I have an odd history with TOOL. I remember my mates listening to Aenima before me, and I thought it was ok. I never got into Undertow, still to this day I'm not familiar with that album and I don't care too much to check it out. I probably should considering. Aenima is a grower and I still haven't listened to it enough. I get Metroid vibes from some tracks, and I love the lyrics.
Then I remember the hype in the media (KERRANG! magazine probably) at how good Lateralus was, and my mates bought the CD and I asked to copy it (I was skint and rude). It was epic and we all loved that first listen. But it was still just another album over the years, even though it had already reached the immediate acclaim of classic.
I bought 10,000 Days second hand but didn't listen much until a few years after it was sitting on my CD shelf.
Then one day on the way to work I had it on my headphones just because... and I didn't listen to anything else on my commute for about 6 months. Nothing. Not even at home, it was just that album.

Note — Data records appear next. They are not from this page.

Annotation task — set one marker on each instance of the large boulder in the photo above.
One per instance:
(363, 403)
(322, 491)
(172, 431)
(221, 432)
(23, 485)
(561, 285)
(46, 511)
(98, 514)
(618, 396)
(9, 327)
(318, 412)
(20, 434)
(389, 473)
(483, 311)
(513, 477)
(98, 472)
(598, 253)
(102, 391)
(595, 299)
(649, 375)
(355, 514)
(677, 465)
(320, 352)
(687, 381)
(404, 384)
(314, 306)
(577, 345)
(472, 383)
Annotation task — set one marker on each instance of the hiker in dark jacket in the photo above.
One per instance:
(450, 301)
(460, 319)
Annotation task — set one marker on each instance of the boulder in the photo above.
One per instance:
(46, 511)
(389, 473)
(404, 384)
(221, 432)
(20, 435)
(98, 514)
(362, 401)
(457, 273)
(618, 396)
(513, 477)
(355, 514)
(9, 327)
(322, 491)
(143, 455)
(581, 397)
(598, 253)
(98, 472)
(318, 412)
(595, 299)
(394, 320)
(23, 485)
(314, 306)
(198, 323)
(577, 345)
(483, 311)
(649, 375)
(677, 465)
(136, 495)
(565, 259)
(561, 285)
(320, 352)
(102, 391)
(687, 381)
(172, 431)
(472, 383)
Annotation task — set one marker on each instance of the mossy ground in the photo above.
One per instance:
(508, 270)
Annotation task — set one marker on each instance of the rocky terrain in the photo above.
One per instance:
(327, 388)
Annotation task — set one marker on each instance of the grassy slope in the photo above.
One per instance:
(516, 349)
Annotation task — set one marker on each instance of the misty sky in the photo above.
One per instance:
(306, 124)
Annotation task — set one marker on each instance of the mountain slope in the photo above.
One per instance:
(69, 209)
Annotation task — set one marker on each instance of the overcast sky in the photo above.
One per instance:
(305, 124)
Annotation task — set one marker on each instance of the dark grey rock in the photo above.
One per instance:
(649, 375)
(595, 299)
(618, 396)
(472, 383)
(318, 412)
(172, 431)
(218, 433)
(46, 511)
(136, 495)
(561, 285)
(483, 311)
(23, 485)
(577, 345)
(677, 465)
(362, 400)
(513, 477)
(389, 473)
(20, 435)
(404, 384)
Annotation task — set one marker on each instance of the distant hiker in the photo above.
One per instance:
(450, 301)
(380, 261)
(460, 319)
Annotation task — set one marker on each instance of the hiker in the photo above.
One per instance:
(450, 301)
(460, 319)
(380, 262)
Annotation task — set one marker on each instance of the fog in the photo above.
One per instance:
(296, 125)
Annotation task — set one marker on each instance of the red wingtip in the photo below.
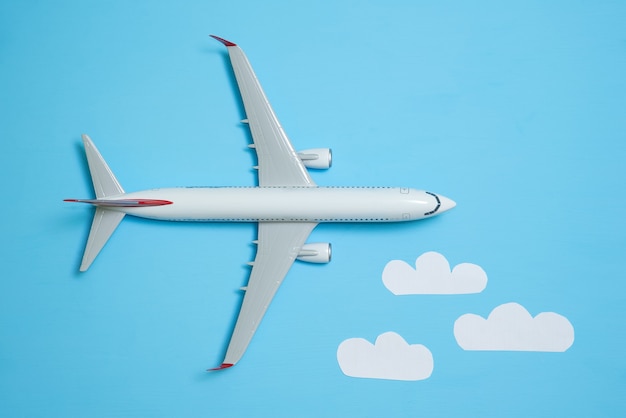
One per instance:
(222, 40)
(222, 367)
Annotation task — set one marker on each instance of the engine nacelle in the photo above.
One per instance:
(316, 252)
(320, 158)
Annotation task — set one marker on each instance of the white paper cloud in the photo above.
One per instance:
(391, 357)
(510, 327)
(432, 276)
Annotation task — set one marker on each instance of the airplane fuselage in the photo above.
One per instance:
(288, 204)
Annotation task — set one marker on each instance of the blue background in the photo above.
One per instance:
(516, 110)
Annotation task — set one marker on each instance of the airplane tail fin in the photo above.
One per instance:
(105, 219)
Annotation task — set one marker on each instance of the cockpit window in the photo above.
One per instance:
(436, 207)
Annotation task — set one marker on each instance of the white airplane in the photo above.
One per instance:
(287, 205)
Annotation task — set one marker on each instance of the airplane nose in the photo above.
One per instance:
(446, 204)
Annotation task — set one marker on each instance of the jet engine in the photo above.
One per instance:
(320, 158)
(316, 252)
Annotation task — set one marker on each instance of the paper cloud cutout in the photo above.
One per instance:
(432, 276)
(510, 327)
(391, 357)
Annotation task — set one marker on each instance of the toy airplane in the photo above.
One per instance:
(287, 205)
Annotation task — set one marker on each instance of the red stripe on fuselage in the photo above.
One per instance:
(123, 203)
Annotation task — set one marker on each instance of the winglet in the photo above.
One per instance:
(224, 41)
(222, 367)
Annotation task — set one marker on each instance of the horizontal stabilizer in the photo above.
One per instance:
(104, 223)
(221, 367)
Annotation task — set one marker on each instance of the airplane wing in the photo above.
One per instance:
(279, 164)
(278, 246)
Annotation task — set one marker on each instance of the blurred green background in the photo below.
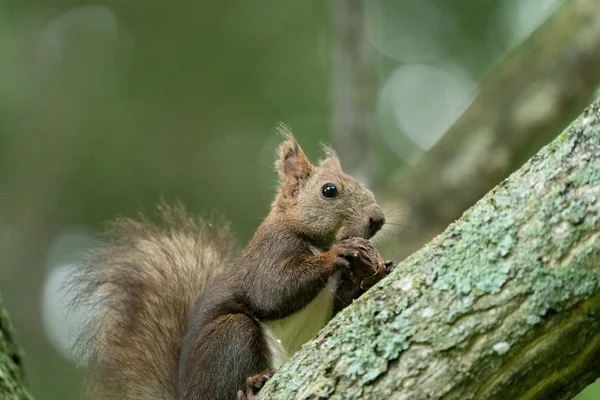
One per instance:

At one point after a few months, during Vicarious ("the universe is hostile" end build up of course), I had a realisation that this is it. Like, this is the pinnacle of musical bliss. Hundreds of years of Western music and this is it.
I tried to listen to Iron Maiden after that, I absolutely love Maiden, but it felt so stale, so slow, so plain in comparison.
Now, I know it isn't it, like, I recognise my own biased viewpoint, I'm aware music generally is subjective, and we all like different things based on our culture and background. But still.
I believe music can produce bliss, higher states of consciousness, happiness, whatever. One of my favourite Buddhist stories is of the Tibetan Yogi Milarepa, and he used to wander and sing and as the legends go, it was blissful to hear. But that's how I feel the TOOL album (10,000 Days/Lateralus) is, if you let it. There's no reason modern music can't have a transcendent touch. Which is probably why pop music, to me, sucks so much. There's no true bliss, it's all artificial.
I hope I don't sound like a douchebag. I just thought it'd be cool to share a story. Of course, I love all kinds of music, but it takes something truly special to have such a profound effect on the world. They say that The Beatle's album SPLHCB is the best album ever made because of the technological achievements and the pop perfection, but man, there is so much more to music than that.